MYRIAD GENETICS, INC.

AND SUBSIDIARIES

Notes to Consolidated Financial Statements

June 30, 2013, 2012 and 2011

 

  (c) Trade Accounts Receivable and Allowance for Doubtful Accounts

Trade accounts receivable are comprised of amounts due from sales of the Company’s molecular diagnostic tests and companion diagnostic services and are recorded at the invoiced amount, net of discounts and contractual allowances. The allowance for doubtful accounts is based on the Company’s best estimate of the amount of probable losses in the Company’s existing accounts receivable, which is based on historical write-off experience, customer creditworthiness, facts and circumstances specific to outstanding balances, and payment terms. Account balances are charged against the allowance after all means of collection have been exhausted and the potential for recovery is considered remote. The Company does not have any off-balance-sheet credit exposure related to its customers and does not require collateral.

 

  (d) Equipment and Leasehold Improvements

Equipment and leasehold improvements are stated at cost less accumulated depreciation. Depreciation and amortization are computed using the straight-line method based on the lesser of estimated useful lives of the related assets or lease terms. Equipment items have depreciable lives of five to seven years. Leasehold improvements are depreciated over the shorter of the estimated useful lives or the associated lease terms, which range from three to fifteen years. Repairs and maintenance costs are charged to expense as incurred. For the years ended June 30, 2013, 2012 and 2011, the Company recorded the depreciation expense as follows:

 

     Years Ended June 30,  
     2013      2012      2011  
(In thousands)                     

Depreciation expense

   $ 7,994       $ 7,969       $ 6,833   

 

  (e) Inventory

Inventories consist of reagents and testing kits. Inventories are stated at the lower of cost or market on a first-in, first-out basis. In order to assess the ultimate realization of inventories, the Company is required to make judgments as to future demand requirements compared to current or committed inventory levels.

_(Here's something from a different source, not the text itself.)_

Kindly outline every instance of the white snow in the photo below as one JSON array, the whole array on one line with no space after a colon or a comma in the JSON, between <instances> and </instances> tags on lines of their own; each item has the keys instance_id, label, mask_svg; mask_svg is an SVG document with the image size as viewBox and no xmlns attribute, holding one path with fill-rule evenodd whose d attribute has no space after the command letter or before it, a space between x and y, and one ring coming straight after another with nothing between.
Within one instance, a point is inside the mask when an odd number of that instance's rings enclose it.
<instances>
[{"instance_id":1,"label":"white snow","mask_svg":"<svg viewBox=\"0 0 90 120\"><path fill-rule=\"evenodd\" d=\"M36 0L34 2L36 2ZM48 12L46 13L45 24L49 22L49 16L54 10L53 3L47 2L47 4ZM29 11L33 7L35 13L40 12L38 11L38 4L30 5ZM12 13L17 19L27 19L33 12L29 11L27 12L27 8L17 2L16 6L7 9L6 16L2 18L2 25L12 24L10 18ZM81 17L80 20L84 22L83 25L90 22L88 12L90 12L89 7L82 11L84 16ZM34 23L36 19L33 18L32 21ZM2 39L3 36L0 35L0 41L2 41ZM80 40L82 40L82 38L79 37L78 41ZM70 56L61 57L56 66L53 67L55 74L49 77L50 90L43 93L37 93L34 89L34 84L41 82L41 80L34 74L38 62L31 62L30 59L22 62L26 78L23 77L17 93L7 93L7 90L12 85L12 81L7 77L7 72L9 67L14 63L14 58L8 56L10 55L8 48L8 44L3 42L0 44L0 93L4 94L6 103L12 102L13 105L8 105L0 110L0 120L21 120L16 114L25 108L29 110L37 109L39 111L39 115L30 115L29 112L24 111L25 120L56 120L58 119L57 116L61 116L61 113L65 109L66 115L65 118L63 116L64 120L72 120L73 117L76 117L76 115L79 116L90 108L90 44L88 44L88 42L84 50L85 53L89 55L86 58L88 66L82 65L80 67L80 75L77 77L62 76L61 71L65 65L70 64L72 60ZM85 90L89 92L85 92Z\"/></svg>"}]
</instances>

The Company evaluates its inventories for excess quantities and obsolescence. Inventories that are considered obsolete are expensed. The valuation of inventories requires the use of estimates as to the amounts of current inventories that will be sold. These estimates are dependent on management’s assessment of current and expected orders from the Company’s customers.

 

  (f) Intangible Assets and Other Long-Lived Assets

Intangible and other assets as of June 30, 2013 and 2012 are comprised of acquired patents and intellectual property and purchased in-process research and development. Acquired intangible assets are recorded at fair value and amortized over the shorter of the contractual life or the estimated useful life.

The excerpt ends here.